And as you read in the section about pre-employment physicals, a workers’ compensation claim can cause you to pay an additional $60,000 on your premium over the next few years. Beyond higher premiums, an accident where drugs or alcohol are involved can also end in litigation. You could also be dealing with a multi-million dollar lawsuit depending on who else is injured.

Also, knowing if a potential hire has filed a workers’ compensation claim in the past is very helpful information. For one, it gives you information on previous injuries that a potential hire has suffered in the past. Also, once a person has filed a workers’ compensation claim in the past there is a greater chance they will file one again in the future.  

Sign-offs by a physician before hiring a new employee can help protect you from potential workers’ compensation claims. 

Reference Checks

One final hiring protocol that you should have in place is routinely checking your applicant’s references. These references can be an invaluable source of information about the applicant. They can attest to the applicant’s work ethic and integrity. Most references are honest about the information they give. A reference can help you determine if an applicant will be a good fit for your company and if they will responsibly and safely carry out the duties their job will require.

#2 Monthly Review of Open Claims

When managing a workers’ compensation claim, the business owner and the insurance company need to be on the same page regarding any open claims. Open claims can prove to be a problem for employers and end up costing them severely.

To review claims, you will want the aid of your insurance agent to facilitate the conversation between you and the insurance company. Your insurance agent will attain your current claims history. This will show you what claims have been paid and what claims are still open.

Sometimes business owners don’t even know they have an open workers’ compensation claim. 

How can this be?

Claims adjusters, those at the insurance company that handles your claims, are often very busy and stretched thin. They are often unable to give claims the amount of attention they need. This sometimes causes delays in claims being closed.

Open Claims, PCRB Ratings, and Higher Premiums

When a workers’ compensation claim is filed, the insurance company determines the maximum amount they think the claim will cost. When you have an open workers’ compensation claim, the Pennsylvania Compensation Rating Bureau treats the claim as though that maximum amount has been paid. 

This is significant because the PCRB determines your Experience Modifier, a surcharge that will be added to your workers’ compensation premium. 

The problem arises when your employee is back to work, but the insurance company is still treating the claim as an open claim. Often, an employee will return to work and the cost of the claim was far less than the maximum amount the insurance company determined, but you still pay as if every dollar was already spent.

The ramifications of this might be hard to understand, so let’s take a look at a practical example. 

Let’s say your employee is injured on the job and files a workers’ compensation claim. Your insurance company believes that your employee’s claim could cost up to $50,000. While the employee is seeking treatment, the PCRB treats the claim as though they have already paid $50,000.

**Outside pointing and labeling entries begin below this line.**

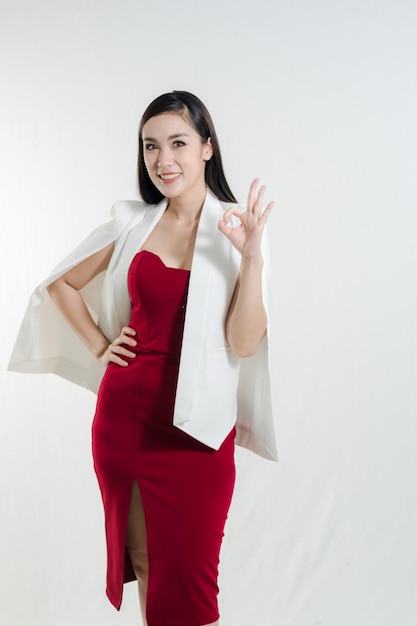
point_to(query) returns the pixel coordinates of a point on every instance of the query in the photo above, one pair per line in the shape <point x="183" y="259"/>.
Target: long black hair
<point x="195" y="112"/>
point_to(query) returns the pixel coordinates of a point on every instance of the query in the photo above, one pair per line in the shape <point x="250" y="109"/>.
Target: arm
<point x="65" y="293"/>
<point x="246" y="320"/>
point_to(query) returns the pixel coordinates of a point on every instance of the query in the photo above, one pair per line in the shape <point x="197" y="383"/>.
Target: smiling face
<point x="175" y="157"/>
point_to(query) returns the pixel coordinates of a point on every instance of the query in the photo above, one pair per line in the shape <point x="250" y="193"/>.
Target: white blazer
<point x="216" y="389"/>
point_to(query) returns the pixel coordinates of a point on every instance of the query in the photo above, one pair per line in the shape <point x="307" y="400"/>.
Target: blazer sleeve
<point x="46" y="343"/>
<point x="255" y="427"/>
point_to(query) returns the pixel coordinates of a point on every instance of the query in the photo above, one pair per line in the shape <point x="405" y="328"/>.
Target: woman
<point x="168" y="301"/>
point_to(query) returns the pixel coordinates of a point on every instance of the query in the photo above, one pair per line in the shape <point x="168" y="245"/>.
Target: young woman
<point x="168" y="300"/>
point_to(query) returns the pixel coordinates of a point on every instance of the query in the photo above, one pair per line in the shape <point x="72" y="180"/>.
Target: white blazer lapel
<point x="198" y="310"/>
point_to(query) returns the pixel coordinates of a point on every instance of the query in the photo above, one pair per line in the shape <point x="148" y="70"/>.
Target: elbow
<point x="244" y="349"/>
<point x="246" y="346"/>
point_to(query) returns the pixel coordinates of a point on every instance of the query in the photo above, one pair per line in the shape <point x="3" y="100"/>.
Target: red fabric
<point x="186" y="487"/>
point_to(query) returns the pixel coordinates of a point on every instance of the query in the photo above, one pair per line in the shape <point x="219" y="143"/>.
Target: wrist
<point x="253" y="261"/>
<point x="99" y="350"/>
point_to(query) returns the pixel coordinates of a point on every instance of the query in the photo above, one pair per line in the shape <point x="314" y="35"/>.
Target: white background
<point x="319" y="99"/>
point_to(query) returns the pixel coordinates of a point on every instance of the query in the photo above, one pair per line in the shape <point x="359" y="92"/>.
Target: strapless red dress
<point x="186" y="487"/>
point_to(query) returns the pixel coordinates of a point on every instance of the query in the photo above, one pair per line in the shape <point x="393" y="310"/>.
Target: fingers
<point x="118" y="349"/>
<point x="255" y="201"/>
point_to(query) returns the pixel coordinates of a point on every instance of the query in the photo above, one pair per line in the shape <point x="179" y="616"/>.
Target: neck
<point x="186" y="208"/>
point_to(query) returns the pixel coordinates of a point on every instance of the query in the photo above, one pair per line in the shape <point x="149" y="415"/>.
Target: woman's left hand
<point x="247" y="236"/>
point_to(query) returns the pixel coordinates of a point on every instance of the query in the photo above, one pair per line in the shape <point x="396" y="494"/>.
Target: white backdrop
<point x="319" y="99"/>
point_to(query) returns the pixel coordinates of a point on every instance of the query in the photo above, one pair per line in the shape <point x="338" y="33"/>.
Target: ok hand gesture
<point x="247" y="236"/>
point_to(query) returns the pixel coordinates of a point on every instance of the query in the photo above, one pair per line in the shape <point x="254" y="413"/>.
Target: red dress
<point x="186" y="487"/>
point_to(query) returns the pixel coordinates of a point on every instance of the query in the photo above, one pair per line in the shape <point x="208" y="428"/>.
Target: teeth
<point x="169" y="176"/>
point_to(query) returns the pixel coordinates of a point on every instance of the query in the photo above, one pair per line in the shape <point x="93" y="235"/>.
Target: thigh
<point x="136" y="530"/>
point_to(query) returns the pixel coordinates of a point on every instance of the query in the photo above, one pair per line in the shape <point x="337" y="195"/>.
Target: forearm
<point x="247" y="320"/>
<point x="72" y="306"/>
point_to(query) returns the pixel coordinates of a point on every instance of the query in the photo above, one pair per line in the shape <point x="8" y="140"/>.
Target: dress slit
<point x="185" y="486"/>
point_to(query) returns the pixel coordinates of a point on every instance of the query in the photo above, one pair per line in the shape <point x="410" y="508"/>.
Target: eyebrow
<point x="170" y="137"/>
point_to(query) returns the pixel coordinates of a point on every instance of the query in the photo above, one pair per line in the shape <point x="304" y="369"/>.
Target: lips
<point x="169" y="177"/>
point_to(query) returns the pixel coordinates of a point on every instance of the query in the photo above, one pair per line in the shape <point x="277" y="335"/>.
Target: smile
<point x="168" y="177"/>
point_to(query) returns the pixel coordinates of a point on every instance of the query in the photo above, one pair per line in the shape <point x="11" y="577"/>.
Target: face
<point x="175" y="156"/>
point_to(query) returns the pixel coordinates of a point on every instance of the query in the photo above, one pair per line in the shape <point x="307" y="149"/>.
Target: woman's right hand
<point x="117" y="349"/>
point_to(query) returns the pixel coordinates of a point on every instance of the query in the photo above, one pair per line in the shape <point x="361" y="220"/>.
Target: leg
<point x="136" y="545"/>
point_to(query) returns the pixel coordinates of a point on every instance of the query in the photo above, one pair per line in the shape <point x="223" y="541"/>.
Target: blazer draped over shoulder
<point x="216" y="389"/>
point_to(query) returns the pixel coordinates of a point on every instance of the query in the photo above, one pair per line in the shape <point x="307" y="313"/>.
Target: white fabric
<point x="216" y="389"/>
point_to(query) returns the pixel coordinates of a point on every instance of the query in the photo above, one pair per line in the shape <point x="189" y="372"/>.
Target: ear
<point x="208" y="150"/>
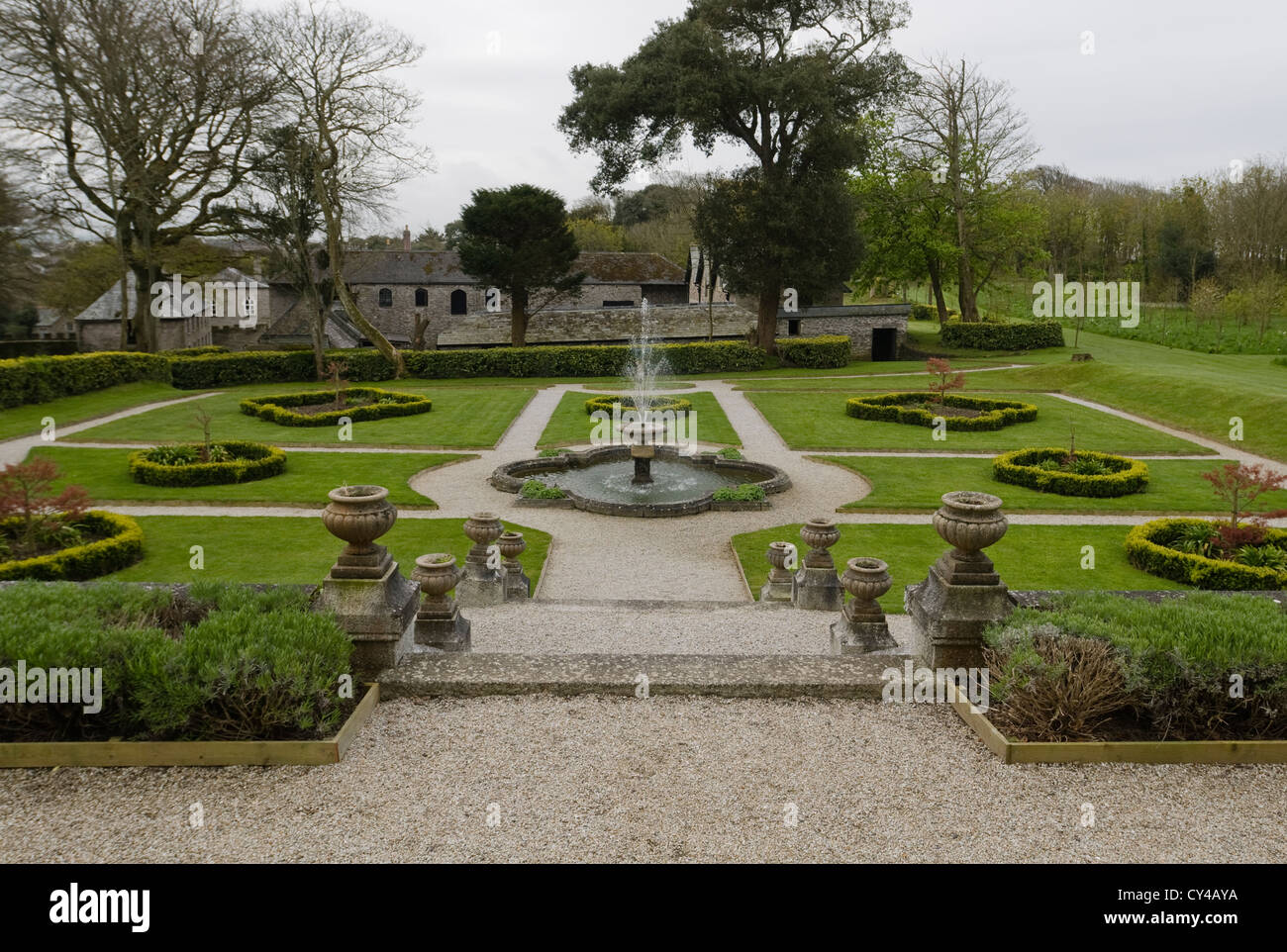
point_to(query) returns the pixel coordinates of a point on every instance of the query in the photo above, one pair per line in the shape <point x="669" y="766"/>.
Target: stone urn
<point x="970" y="522"/>
<point x="359" y="515"/>
<point x="820" y="534"/>
<point x="437" y="575"/>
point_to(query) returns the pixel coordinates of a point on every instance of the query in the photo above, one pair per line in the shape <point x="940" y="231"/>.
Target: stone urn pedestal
<point x="781" y="582"/>
<point x="816" y="586"/>
<point x="439" y="622"/>
<point x="862" y="628"/>
<point x="963" y="593"/>
<point x="372" y="601"/>
<point x="484" y="577"/>
<point x="518" y="586"/>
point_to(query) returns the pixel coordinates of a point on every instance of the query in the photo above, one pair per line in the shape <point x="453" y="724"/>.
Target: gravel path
<point x="663" y="780"/>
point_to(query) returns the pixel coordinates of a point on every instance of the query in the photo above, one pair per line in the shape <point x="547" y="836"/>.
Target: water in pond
<point x="672" y="481"/>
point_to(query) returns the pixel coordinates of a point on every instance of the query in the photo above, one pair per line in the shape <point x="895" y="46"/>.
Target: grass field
<point x="820" y="423"/>
<point x="1028" y="558"/>
<point x="308" y="477"/>
<point x="571" y="426"/>
<point x="291" y="551"/>
<point x="462" y="419"/>
<point x="26" y="421"/>
<point x="917" y="485"/>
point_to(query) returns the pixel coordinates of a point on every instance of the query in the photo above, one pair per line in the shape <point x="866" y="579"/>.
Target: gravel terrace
<point x="660" y="780"/>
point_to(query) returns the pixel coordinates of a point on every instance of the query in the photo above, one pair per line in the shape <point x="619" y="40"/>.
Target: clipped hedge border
<point x="37" y="380"/>
<point x="1148" y="548"/>
<point x="1038" y="334"/>
<point x="275" y="410"/>
<point x="596" y="404"/>
<point x="996" y="413"/>
<point x="253" y="461"/>
<point x="827" y="352"/>
<point x="1020" y="468"/>
<point x="123" y="548"/>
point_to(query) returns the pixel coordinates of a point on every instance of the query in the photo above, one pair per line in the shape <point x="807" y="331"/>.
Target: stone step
<point x="713" y="676"/>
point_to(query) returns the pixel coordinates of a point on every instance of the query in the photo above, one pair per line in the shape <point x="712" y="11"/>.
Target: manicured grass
<point x="462" y="419"/>
<point x="1029" y="558"/>
<point x="308" y="477"/>
<point x="26" y="421"/>
<point x="291" y="551"/>
<point x="917" y="485"/>
<point x="571" y="426"/>
<point x="819" y="421"/>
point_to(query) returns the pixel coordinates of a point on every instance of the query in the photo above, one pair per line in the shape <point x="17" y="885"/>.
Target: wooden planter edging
<point x="1116" y="753"/>
<point x="194" y="753"/>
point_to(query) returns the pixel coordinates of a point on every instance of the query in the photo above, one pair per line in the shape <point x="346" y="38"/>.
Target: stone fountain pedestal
<point x="371" y="600"/>
<point x="483" y="583"/>
<point x="816" y="586"/>
<point x="863" y="629"/>
<point x="963" y="595"/>
<point x="439" y="622"/>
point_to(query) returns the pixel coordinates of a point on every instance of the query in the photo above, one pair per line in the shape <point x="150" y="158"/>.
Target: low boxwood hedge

Now let’s say that your employee’s injury is not as severe as they initially thought it was. Rather, your employee can get back to work rather quickly and the claim only ended up costing $10,000. If that claim is not closed as a $10,000 claim, the PCRB will treat it as though it was $50,000 which will likely generate a $60,000-70,000 surcharge on your workers’ compensation because of the resulting increase in your Experience Modifier.

The more you spend on workers’ compensation claims, the more expensive your workers’ compensation policy will be. At renewal, large claims will significantly increase your workers’ compensation costs over the next three-year period.

If you are conducting monthly reviews, your insurance agent can help you identify claims that need to be closed. This can save you a substantial amount of money in future workers’ compensation premiums.

Open Claims and Timely Care

Another reason to review your claims is to ensure that your employees receive timely care to help them quickly get back to work. While your employee is at home, your business loses productivity and your workers’ compensation claim grows larger. This often happens when appointments are not scheduled as soon as possible.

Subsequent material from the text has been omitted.